Como se pode ver é na trilha da literatura, e em especial da poética, em que o tema floresta aparece como fonte inspiradora rica e sempre presente. Conclui-se daí que nela  se ocultam muito mais nuances e desdobram-se dimensões que o utilitarismo puro e simples, a percepção estática da curiosidade à procura de causas e efeitos, leis naturais, correlações e interdependências estão em condições de perceber, registrar e interpretar. Uexkühl fornece a dica para aprofundar mais um pouco a reflexão.

Embriagados pelo papel de senhores  da natureza, esquecemo-nos de que, mesmo que tudo fosse obra das nossas descobertas, da nossa criação, a nossa tarefa na natureza não se resumiria  em última análise nem em descobrir, nem em criar, mas que nós próprios somos descoberta e criação da natureza, a qual estamos em condição de usar mal, mas que somos tão pouco capazes de criar com as nossas condições físicas e espirituais. [2]

Data do tempo do barroco a determinação dada por Christian V. von Schleswig-Hostein em 1671, empenhado em impedir a destruição das florestas do ducado: “Para que com o tempo não desapareça uma das grandes  maravilhas com que Deus brindou a natureza do nosso arquiducado. E Hans Carl von Carlowitz escreveu em 1708:

Escritores antigos e recentes testemunham que as belas florestas, também as grandes árvores excepcionalmente belas, sempre foram  consideradas com grandes honras entre os nossos velhos alemães e seus vizinhos. Por isso, não é de admirar muito que a quantidade, a elegância e o tamanho de tantas árvores reunidas, além de reinar permanentemente um silêncio profundo e sombra escura, fossem tomadas por temor sagrado, atribuindo a esses lugares algo de divino. (... ) Entre eles milhões de troncos semeiam-se a si mesmos sem ajudar e sem serem ajudados. Plantam-se sem a ajuda do homem. Deus os semeia, planta, multiplica e os conserva, apesar de todos os obstáculos, intempéries e prejuízos. [3]
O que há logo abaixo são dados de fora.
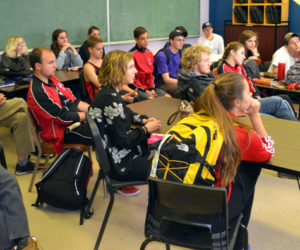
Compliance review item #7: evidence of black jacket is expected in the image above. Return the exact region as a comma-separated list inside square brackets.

E para fechar a série de manifestações que, quem sabe, ajudam numa tentativa de aproximação maior ao âmago complexo  e misterioso  do significado da floresta, Rosegger afirma: “Somente o homem solitário encontra  a floresta. Onde muitos a procuram ela foge e deixa  apenas árvores para trás”. E segundo Ewelk: “Pois a floresta não representa nenhuma alienação da vida. Pelo contrário. A floresta é vida intensa”. E como conclusão, a opinião de Riehl: “Também quando já não precisarmos mais de madeira seca para aquecer por fora, tanto mais indispensável será a verde para o homem, viva e cheia de seiva”. [4]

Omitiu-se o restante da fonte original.